Methods: We performed a retrospective chart review of adult and pediatric patients treated with neuronavigation guided endoscopic third ventriculostomy (ETV) or intraventricular cyst fenestration for radiographically confirmed, clinically significant congenital or acquired hydrocephalus between 2012–2014; n = 21 patients. All patients underwent successful completion of this procedure without clinically significant acute or longterm complications.
Results: Etiology of obstructive hydrocephalus in our patients ranged from myelomeningocele, recurrent optic nerve gliomas to aqueductal stenosis. Twenty patients were complication free postoperatively except one patient who had temporary diabetes insipidus. As compared to predicted average pre-operative ETVSS score of 59.04%, post operative score was 81%. At long-term follow-up of average 41 months, there was no observed incidence of basilar artery injury, infection, CSF leak or forniceal injury. As compared to published success rates for ETV of 73% shunt independence, our rate was 76% during average first postoperative follow-up of 4.76 months.
Conclusions: Adapting frameless electromagnetic neuronavigation provides real-time, multi-planar orientation during neuroendoscopic intraventricular surgery and reduces the risk of injury to critical brain structures. Intraoperative navigation provides a safe corridor for neuroendoscopy and avoids many complications of skull fixation in both adult and pediatric patients.

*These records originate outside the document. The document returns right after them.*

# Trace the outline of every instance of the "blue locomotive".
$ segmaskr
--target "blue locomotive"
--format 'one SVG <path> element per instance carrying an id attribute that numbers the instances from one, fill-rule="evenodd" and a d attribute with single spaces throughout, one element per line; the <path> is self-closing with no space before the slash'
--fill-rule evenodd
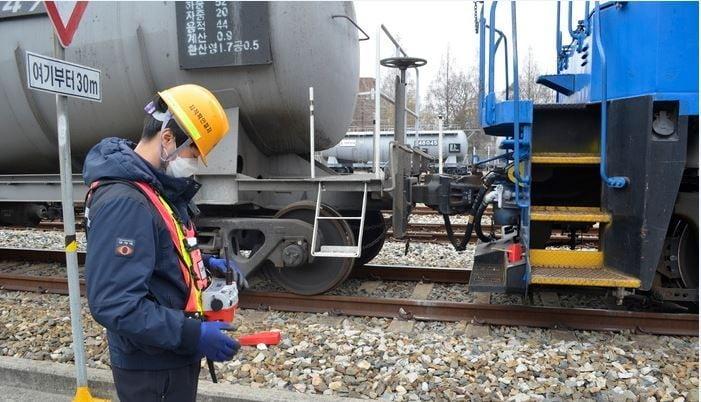
<path id="1" fill-rule="evenodd" d="M 504 137 L 509 168 L 485 177 L 475 211 L 492 204 L 495 223 L 514 230 L 496 240 L 475 228 L 485 242 L 471 288 L 595 286 L 698 302 L 698 3 L 576 4 L 582 19 L 572 23 L 581 10 L 569 2 L 566 29 L 557 4 L 557 71 L 538 80 L 556 102 L 536 105 L 520 99 L 518 79 L 497 99 L 494 59 L 506 43 L 495 41 L 497 3 L 482 5 L 481 125 Z M 596 248 L 577 245 L 597 229 Z M 555 230 L 571 247 L 549 247 Z"/>

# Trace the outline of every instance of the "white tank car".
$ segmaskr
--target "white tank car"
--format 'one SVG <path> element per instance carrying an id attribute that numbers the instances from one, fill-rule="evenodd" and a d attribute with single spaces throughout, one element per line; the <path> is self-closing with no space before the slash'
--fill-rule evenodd
<path id="1" fill-rule="evenodd" d="M 237 2 L 227 15 L 214 15 L 217 3 L 204 2 L 209 21 L 223 21 L 203 31 L 208 38 L 187 36 L 186 24 L 200 15 L 186 3 L 88 4 L 66 59 L 102 71 L 103 97 L 69 100 L 75 169 L 103 137 L 138 139 L 144 104 L 183 83 L 209 88 L 225 108 L 239 107 L 243 128 L 265 155 L 308 153 L 310 86 L 323 101 L 316 148 L 343 138 L 358 88 L 358 31 L 334 16 L 354 19 L 352 3 Z M 58 172 L 54 96 L 28 90 L 24 66 L 25 51 L 53 55 L 52 32 L 45 13 L 0 13 L 0 174 Z M 188 48 L 193 41 L 204 48 Z M 204 55 L 197 59 L 197 52 Z"/>

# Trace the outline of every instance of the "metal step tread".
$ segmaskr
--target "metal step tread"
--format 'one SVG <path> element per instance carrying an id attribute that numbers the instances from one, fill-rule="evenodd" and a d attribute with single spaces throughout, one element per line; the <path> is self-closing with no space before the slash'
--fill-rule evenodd
<path id="1" fill-rule="evenodd" d="M 590 153 L 536 152 L 531 156 L 531 163 L 542 165 L 596 165 L 601 156 Z"/>
<path id="2" fill-rule="evenodd" d="M 602 286 L 638 288 L 638 278 L 610 268 L 531 267 L 532 285 Z"/>
<path id="3" fill-rule="evenodd" d="M 611 215 L 595 207 L 532 206 L 532 221 L 611 222 Z"/>
<path id="4" fill-rule="evenodd" d="M 470 275 L 470 292 L 504 293 L 503 264 L 481 264 L 472 267 Z"/>
<path id="5" fill-rule="evenodd" d="M 358 246 L 321 246 L 315 257 L 358 257 Z"/>
<path id="6" fill-rule="evenodd" d="M 530 249 L 528 258 L 531 267 L 604 268 L 604 253 L 601 251 Z"/>

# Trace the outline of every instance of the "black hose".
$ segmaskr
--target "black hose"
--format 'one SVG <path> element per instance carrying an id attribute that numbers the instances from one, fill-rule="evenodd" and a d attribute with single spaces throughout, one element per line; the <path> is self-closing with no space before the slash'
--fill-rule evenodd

Adding image guidance to neuroendoscopy increases safety margins for targeting accuracy, especially for patients with challenging anatomic landmarks.
Patient Care: Potentially, by increasing the use of Neuronavigation along with ETV, better patient outcomes can be expected by acquiring surgical precision. We believe such studies will add to the existing literature of ETV studies which can be potentially done on a larger scale with higher number of patients.
Learning Objectives: By the conclusion of this session, participants should be able to (1) Understand the importance and advantages of incorporating Neuronavigation & image guidance to ETV surgeries (2) Understand Risk vs Benefits of ETVs and (3) Understand the importance of predicted vs actual ETVSS (ETV Success Score).